LegalCrystal Citation
SubjectDirect Taxation
CourtAllahabad High Court
Decided On
Case NumberIncome-tax Application Nos. 377, 378 and 379 of 1968
Judge
Reported in[1969]73ITR501(All)
ActsIncome Tax Act, 1961 - Sections 256(2)
AppellantCommissioner of Income-tax
RespondentRam Achal Ram Sewak
Appellant AdvocateShanti Bhushan, Adv.
Respondent AdvocateG.P. Bhargawa and ;A.N. Bhargawa, Advs.
Excerpt:
- .....in the present applications is whether the deposits made by the assessees in various banks from year to year could be set off against the extra profit added during previous years. in kuppuswami mudaliar v. commissioner of income-tax, [1964] 51 i.t.r. 757, it was held by the madras high court that, where the income-tax authorities made an addition to the income of the assessee over and above the income as disclosed by the assessee, on an estimate basis, the amount so added must be treated as the real income of the assessee. it is not open to the authorities to take the view that the addition was only for purposes of taxation, and that it should not be regarded as the true income of the assessee.3. in paragraph 2 of the judgment of the appellate assistant commissioner there is a table.....
Judgment:

V.G. Oak, C.J.

1. These are three connected applications under Section 256(2) of the Income-tax Act, 1961. Messrs. Ram Achal Ram Sewak, Akbarpur, are the assessees. The Income-tax Officer, Faizabad, noticed that the assessees had made deposits in a number of banks from the year 1959-60 to the year 1965-66. These deposits were treated by the Income-tax Officer as the assessees' income from undisclosed source. Assessment was made accordingly. The decision was upheld in appeal by the Appellate Assistant Commissioner. The assessees filed a number of appeals against the various assessment orders. The connected appeals were disposed of by the Income-tax Appellate Tribunal, Allahabad, by a consolidated judgment, dated April 13, 1967. The appeals were allowed with respect to assessment years 1959-60 and 1961-62. It was held that the deposits appearing for the two assessment years could be explained by the additional income assessed during the previous years. The appeal was partly allowed as regards the assessment year 1962-63. The Commissioner of Income-tax, U.P., maintained that no such set-off was permissible in law. He applied for a reference to the court. The application was dismissed by the Tribunal. The Commissioner of Income-tax, U.P., has, therefore, filed the present applications under Section 256(2) of the Act.

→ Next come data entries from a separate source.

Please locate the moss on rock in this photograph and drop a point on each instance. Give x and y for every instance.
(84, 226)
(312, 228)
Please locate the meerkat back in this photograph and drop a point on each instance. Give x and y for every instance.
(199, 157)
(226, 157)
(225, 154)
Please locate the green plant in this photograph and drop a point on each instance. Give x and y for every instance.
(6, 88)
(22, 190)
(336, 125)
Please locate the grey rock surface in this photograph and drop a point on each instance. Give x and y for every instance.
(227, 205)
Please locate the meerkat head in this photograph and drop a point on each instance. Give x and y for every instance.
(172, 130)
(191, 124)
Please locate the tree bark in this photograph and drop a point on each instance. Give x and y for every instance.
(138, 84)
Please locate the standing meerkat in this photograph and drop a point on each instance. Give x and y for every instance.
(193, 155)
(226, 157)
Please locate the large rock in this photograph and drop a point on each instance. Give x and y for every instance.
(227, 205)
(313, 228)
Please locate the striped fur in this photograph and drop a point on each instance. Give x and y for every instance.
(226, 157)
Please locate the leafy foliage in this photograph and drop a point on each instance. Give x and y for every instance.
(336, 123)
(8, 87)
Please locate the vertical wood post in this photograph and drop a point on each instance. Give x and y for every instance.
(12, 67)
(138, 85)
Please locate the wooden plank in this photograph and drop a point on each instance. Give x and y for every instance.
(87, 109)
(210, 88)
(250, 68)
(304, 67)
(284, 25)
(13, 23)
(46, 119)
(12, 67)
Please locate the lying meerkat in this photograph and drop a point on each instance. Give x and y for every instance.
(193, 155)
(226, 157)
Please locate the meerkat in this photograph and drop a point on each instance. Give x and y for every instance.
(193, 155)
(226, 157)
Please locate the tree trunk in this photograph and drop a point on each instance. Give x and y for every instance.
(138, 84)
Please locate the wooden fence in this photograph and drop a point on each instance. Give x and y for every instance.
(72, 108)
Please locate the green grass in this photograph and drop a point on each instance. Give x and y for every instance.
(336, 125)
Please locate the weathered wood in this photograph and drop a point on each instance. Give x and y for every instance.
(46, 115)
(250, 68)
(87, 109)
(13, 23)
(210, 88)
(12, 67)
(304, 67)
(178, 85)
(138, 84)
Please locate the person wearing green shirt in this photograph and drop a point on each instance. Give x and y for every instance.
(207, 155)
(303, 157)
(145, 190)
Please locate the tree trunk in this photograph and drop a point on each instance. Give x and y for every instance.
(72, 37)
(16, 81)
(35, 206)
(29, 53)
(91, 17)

2. The short question raised in the present applications is whether the deposits made by the assessees in various banks from year to year could be set off against the extra profit added during previous years. In Kuppuswami Mudaliar v. Commissioner of Income-tax, [1964] 51 I.T.R. 757, it was held by the Madras High Court that, where the income-tax authorities made an addition to the income of the assessee over and above the income as disclosed by the assessee, on an estimate basis, the amount so added must be treated as the real income of the assessee. It is not open to the authorities to take the view that the addition was only for purposes of taxation, and that it should not be regarded as the true income of the assessee.

3. In paragraph 2 of the judgment of the Appellate Assistant Commissioner there is a table indicating the addition of extra profit and bank deposits for the whole period from 1953-54 to 1965-66, The total of the extra profit added for the period of 13 years exceeded the total of the bank deposits. The Tribunal made deductions on account of certain marriage expenses and domestic expenses. After making allowance for those expenses, the Tribunal concluded that the sum of Rs. 48,856 was available to the assessee for making deposits in the banks. This approach of the Tribunal does not disclose any error of law. The Tribunal was, therefore, justified in allowing the appeals as indicated in its judgment. The appellate decision of the Tribunal does not raise any question of law.

4. The three connected applications are, therefore, dismissed.